On August 1, 2011, Davies was placed on the 15-day disabled list with right shoulder impingement. He was released on August 10, 2011, and cleared release waivers on August 12. At the time of his release, Davies was 1–9 with a 6.75 ERA in 13 starts.

===Toronto Blue Jays===
On August 20, 2011, Davies signed a minor league contract with the Toronto Blue Jays. He became a free agent following the season on November 2.

===Minnesota Twins===
On February 19, 2013, Davies signed a minor league contract with the Minnesota Twins. After missing April and half of May due to shoulder problems, Davies was assigned to the High-A Fort Myers Miracle, where he made his first start on May 15. After one additional start, he missed another month due to injury, making a rehab start with the GCL Twins before returning to Fort Myers, where he made three more starts. On July 23, Davies was promoted to the Double-A New Britain Rock Cats, where he made seven starts to finish the season. In 12 starts in 2013, Davies went 4–3 with a 3.41 ERA and four quality starts, striking out 47 in 58 innings. He elected free agency following the season on November 4.

===Cleveland Indians===
On February 12, 2014, Davies signed a minor league contract with the Cleveland Indians. He spent the season in the minor leagues, finishing with an 11–9 record and a 3.91 ERA in 26 starts for the Double-A Akron RubberDucks and Triple-A Columbus Clippers. He elected free agency following the season on November 2.

===New York Yankees===
On February 9, 2015, Davies signed a minor league contract with the New York Yankees. He was called up to the major leagues on April 12, 2015, and appeared in a game that night. He was designated for assignment by the Yankees the next day he cleared waivers and was sent outright to Triple-A Scranton/Wilkes-Barre RailRiders on April 15. He elected free agency following the season on October 7.
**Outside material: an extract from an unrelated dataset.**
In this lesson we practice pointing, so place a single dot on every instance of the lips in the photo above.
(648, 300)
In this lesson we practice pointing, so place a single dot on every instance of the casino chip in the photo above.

===Tokyo Yakult Swallows===
On December 19, 2015, Davies signed with the Tokyo Yakult Swallows of Nippon Professional Baseball. He became a free agent following the season.

===Somerset Patriots===
After sitting out the 2017 season, Davies signed with the Somerset Patriots of the Atlantic League of Professional Baseball on May 7, 2018. He became a free agent following the 2018 season. Davies went 6–8 with a 4.50 ERA in 21 starts, while also recording 90 strikeouts and one complete game in 104 innings.

===Lancaster Barnstormers===
On March 15, 2019, Davies signed with the Lancaster Barnstormers of the Atlantic League of Professional Baseball. In 15 starts, he went 4–9 with a 4.44 ERA and 68 strikeouts.

==Personal life==
During the offseason, Davies works for his father's construction company. He currently resides in McDonough, Georgia.

Kyle's younger brother Jake played baseball at Georgia Tech from 2009 to 2012. Jake was drafted by the Boston Red Sox in the 21st round (661st overall) of the 2012 Major League Baseball draft. He reached the Single–A New York–Penn League later that year, but was released in 2013.

Davies was arrested in St. Petersburg, Florida after a baseball game on August 8, 2011, for disorderly intoxication.

Davies is cousins and close personal friends with Nicholas Griswold.